For the LPs who have committed, the bet is on continuity: the same team, the same discipline, the same sourcing network that produced the earlier results, now deploying into a market where good companies are being formed at more sensible prices. The target of $100 million suggests the firm wants enough capital to lead rounds and reserve for follow-ons without drifting into a larger fund size that would change its strategy.
What it means for capital
The Teamworthy close is a useful read on the broader market. First, sub-$150 million funds can still raise, but they are doing it in stages and over longer timelines, and a close below target is now common rather than alarming. Second, the managers getting funded are the ones with a track record across several vehicles, not first-time funds promising a thesis. Third, the slower pace of fundraising is not stopping deployment; firms are putting interim capital to work rather than sitting idle.

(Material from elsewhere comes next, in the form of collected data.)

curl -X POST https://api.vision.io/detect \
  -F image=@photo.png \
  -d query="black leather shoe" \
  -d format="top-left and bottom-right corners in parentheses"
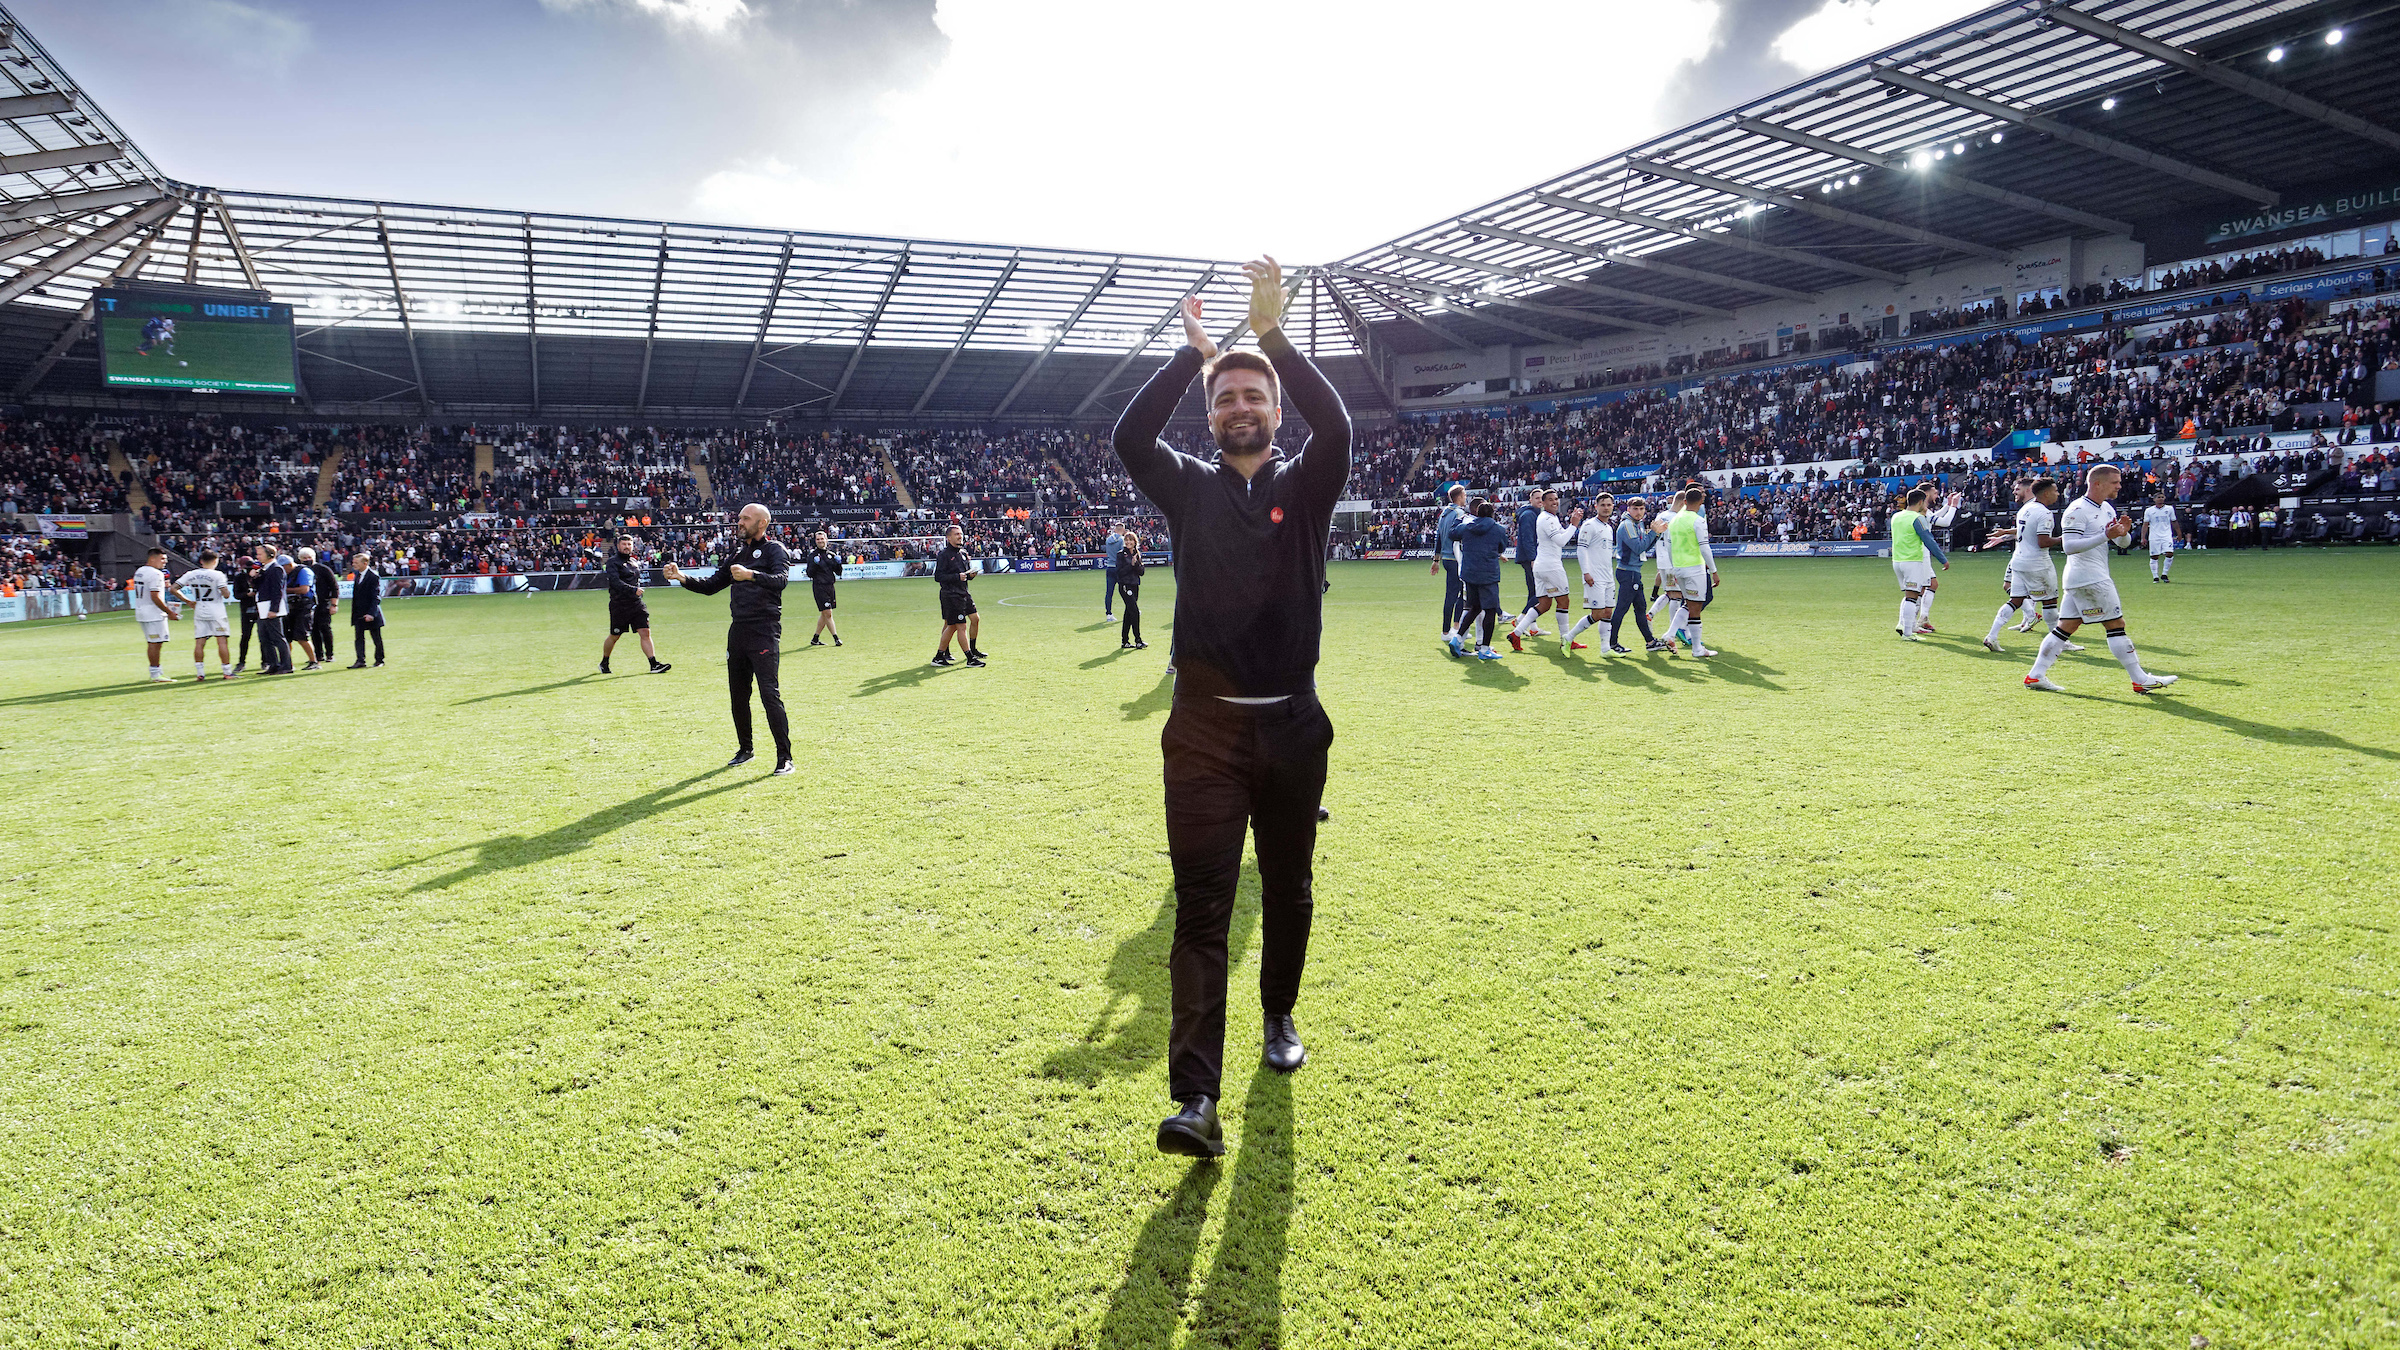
top-left (1263, 1013), bottom-right (1307, 1073)
top-left (726, 750), bottom-right (755, 768)
top-left (1156, 1096), bottom-right (1224, 1157)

For founders raising seed and early Series A capital, the implication is that experienced, mid-size firms remain active buyers, even if their funds are smaller than they hoped. For allocators, Teamworthy's raise is a reminder that the strength of a manager is measured less by how fast it hits target and more by whether it keeps showing up, fund after fund, with the discipline to deploy when others hesitate.
The firm has not closed its fourth fund at $100 million yet, and it may take time to get there. But $59.25 million in committed capital, deployable now, gives Teamworthy the ability to keep doing what a fourth-fund manager is supposed to do: back the next set of companies through a market that rewards conviction and punishes hesitation.